How Many Crew Members Are Required On Modern Ships?



To operate the vessel properly, a minimum number of crew members is required. The number varies depending on the factors like the type of vessel, cargo operation, size, local standards, etc.

Modern ships can have a crew of 15-25 persons. However, for the last twenty-five years, the number of crew members is being reduced, more so on brand-new ships.

It is imperative that ship owners and operators complement the ship with a correct number of crew members so that the navigation and operation of the vessel are not compromised.

The Requirement To Minimum Safe Manning

Minimum manning refers to the safe manning of a ship with qualified and experienced seafarers necessary for the safety and security of the ship, crew, passengers, cargo, and property, and for the protection of the marine environment.

It is dependent upon conditions relating to training, hours of work and rest, occupational safety, health and hygiene, and proper provision of food to determine and ensure the safe manning of ships.

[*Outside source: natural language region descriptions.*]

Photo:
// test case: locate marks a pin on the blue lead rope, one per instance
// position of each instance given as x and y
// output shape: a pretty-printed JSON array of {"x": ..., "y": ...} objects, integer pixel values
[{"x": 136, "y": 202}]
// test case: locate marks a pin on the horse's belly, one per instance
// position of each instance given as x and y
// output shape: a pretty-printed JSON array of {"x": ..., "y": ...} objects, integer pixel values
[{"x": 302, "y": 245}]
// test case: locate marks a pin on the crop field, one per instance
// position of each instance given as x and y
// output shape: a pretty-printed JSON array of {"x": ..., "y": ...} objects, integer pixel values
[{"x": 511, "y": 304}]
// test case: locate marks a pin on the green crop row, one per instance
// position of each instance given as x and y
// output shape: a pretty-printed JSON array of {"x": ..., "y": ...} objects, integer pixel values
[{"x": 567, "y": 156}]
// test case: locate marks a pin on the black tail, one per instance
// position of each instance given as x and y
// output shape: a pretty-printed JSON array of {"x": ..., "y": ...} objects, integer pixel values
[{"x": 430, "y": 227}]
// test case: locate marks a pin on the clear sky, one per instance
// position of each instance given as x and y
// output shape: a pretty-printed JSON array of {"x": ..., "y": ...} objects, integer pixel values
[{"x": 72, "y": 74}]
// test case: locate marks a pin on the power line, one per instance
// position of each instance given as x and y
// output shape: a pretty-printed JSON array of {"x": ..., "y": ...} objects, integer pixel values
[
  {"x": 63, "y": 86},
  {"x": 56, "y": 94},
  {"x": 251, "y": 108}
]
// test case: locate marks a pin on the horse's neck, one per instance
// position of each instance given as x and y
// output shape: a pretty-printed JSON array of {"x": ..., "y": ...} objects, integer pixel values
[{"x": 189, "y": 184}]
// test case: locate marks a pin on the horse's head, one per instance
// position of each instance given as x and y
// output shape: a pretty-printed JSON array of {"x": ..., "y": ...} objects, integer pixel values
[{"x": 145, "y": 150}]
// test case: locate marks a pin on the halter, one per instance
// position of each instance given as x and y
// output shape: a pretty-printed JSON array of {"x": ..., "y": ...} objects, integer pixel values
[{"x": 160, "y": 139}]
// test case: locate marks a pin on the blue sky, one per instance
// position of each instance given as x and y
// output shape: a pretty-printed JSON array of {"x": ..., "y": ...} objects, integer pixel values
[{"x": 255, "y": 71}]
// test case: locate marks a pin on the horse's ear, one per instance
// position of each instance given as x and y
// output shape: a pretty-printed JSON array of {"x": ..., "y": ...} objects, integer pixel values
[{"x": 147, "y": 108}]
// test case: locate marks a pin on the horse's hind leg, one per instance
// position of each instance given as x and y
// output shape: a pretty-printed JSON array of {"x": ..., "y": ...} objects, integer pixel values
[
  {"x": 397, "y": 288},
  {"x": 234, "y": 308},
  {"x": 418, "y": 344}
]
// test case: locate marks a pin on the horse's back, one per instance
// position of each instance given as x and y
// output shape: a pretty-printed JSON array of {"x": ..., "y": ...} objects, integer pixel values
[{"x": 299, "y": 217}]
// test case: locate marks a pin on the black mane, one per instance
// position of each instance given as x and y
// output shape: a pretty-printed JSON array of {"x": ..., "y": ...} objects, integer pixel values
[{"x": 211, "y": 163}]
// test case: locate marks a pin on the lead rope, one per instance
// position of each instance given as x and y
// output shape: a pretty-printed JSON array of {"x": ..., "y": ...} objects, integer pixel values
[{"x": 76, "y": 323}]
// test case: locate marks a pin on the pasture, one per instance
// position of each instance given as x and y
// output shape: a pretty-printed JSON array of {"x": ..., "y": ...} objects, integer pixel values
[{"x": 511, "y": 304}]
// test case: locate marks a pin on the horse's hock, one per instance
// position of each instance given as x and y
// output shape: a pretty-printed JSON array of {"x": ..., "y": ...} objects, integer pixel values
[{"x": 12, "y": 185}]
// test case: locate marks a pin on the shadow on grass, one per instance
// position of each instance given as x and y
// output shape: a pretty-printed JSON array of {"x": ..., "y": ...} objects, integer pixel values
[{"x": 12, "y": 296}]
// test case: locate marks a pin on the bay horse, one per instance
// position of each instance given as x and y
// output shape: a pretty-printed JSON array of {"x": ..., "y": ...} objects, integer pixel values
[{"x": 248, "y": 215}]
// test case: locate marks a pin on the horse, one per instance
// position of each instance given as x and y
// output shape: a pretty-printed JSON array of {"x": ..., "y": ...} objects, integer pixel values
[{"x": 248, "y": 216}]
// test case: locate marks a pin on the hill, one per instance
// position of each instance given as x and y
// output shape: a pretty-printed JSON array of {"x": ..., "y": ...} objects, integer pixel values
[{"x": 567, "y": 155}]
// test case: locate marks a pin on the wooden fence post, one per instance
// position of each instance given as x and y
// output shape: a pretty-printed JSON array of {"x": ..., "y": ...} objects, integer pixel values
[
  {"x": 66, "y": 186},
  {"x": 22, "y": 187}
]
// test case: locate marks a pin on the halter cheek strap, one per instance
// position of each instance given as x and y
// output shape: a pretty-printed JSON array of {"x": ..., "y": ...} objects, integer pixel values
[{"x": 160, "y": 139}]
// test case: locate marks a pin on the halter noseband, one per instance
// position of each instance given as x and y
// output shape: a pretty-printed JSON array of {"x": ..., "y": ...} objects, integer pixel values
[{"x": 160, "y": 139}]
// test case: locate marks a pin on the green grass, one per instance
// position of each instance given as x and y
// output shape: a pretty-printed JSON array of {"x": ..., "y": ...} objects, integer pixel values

Shipowner submits Minimum Safe Manning proposal to flag state, based on which The Minimum Safe Manning Certificate is issued to the vessel in accordance with national and SOLAS requirements. IMO Resolution A.1047(27) Principles of Minimum Safe Manning (2011) describes principles of minimum safe manning as well as provides guidelines for the determination of minimum safe manning and responsibilities of companies.

ship crew members receive provision
Ship crew members receive provision

Wood-chip Carrier Crew

Wood-chip carrier vessels would have particulars of about 200 meters in length and 45 meters in breadth. This is a special type of vessel as it is capable of self-loading and self-discharging operations. The main deck is equipped with deck cranes and a conveyor system.

To efficiently operate this type of vessel, she needs a crew of 25 persons. This includes 12 members of the deck department, 2 from the catering department, and 11 from the engine department. This is critically important as the vessel performs loading or discharging operations in port.

The Deck department has the Master, Chief officer, 2nd mate, 3rd mate, as well as 4th mate as the officers. They are supported by Bosun, a Deck fitter, three able seamen, an ordinary seaman, and one deck cadet. This team is in charge of the upkeep and operation of the conveyor system used in discharging.

The Catering department is headed by Chief Steward and assisted by Messman. It is their job to make sure that provisions are always enough and fresh. For vessels on long voyages, a 3-4 month supply is necessary. They ensure that all crew members are provided with healthy and complete meals.

Lastly, the Engine department is managed by the Chief Engineer and assisted by his fellow engineers. They are the 2nd engineer, 3rd engineer, and 4th engineer. They are supported by the engine crew which is composed of Oiler #1, three Oilers, a Wiper, and an engine cadet.

Handymax Bulk Carrier Crew

Handymax bulk carriers are well suited for small ports with length and draught restrictions, or ports lacking transshipment facilities. These types of ships are used in carrying dry cargo such as grain, coal, iron ore, scrap metal, alumina, cement, fertilizer, and finished steel.

These bulkers have a length of 150 meters to 200 meters and about 32 meters in breadth. The total complement would be 20 persons divided into the Deck department, Steward department, and Engine department.

The Deck department is headed by the Captain, Chief officer, 2nd officer, and 3rd officer. They are supported by Bosun, three Able seamen, and a deck cadet. The steward department is composed of the Chief cook and Messman.

The Engine Department of handymax size bulker is headed by the Chief Engineer, 2nd engineer, 3rd engineer, and 4th engineer. They are supported by three Oilers and an engine cadet.

Deck and Engine Cadets

Cadets are a source of future crew members and officers onboard. They are maritime students who have completed their minimum requirements in the Academy and join the vessel as cadets. They tend to complete one year onboard to be qualified for Officer’s assessment.

Repair Crew

Repair crew or sometimes called riding crew are tasked to do a specific repair or maintenance onboard. At the port, they may repair major machines or deck cranes. At sea, the riding crew is at times assigned to ballast tanks to perform maintenance works.


An important operation of the ship is when she is in port for loading operation, discharging, taking in provisions, bunkering, stores, etc. During her port stay is when stevedores/longshoremen assist the crew members in repair, maintenance, and ship operation.

One of the main tasks of stevedores is during cargo operation, either by loading or discharging operation. They operate the deck crane, grab buckets, as well as prepare the cargo inside the cargo hold. With the supervision of officers, stevedores handle the cargo with care.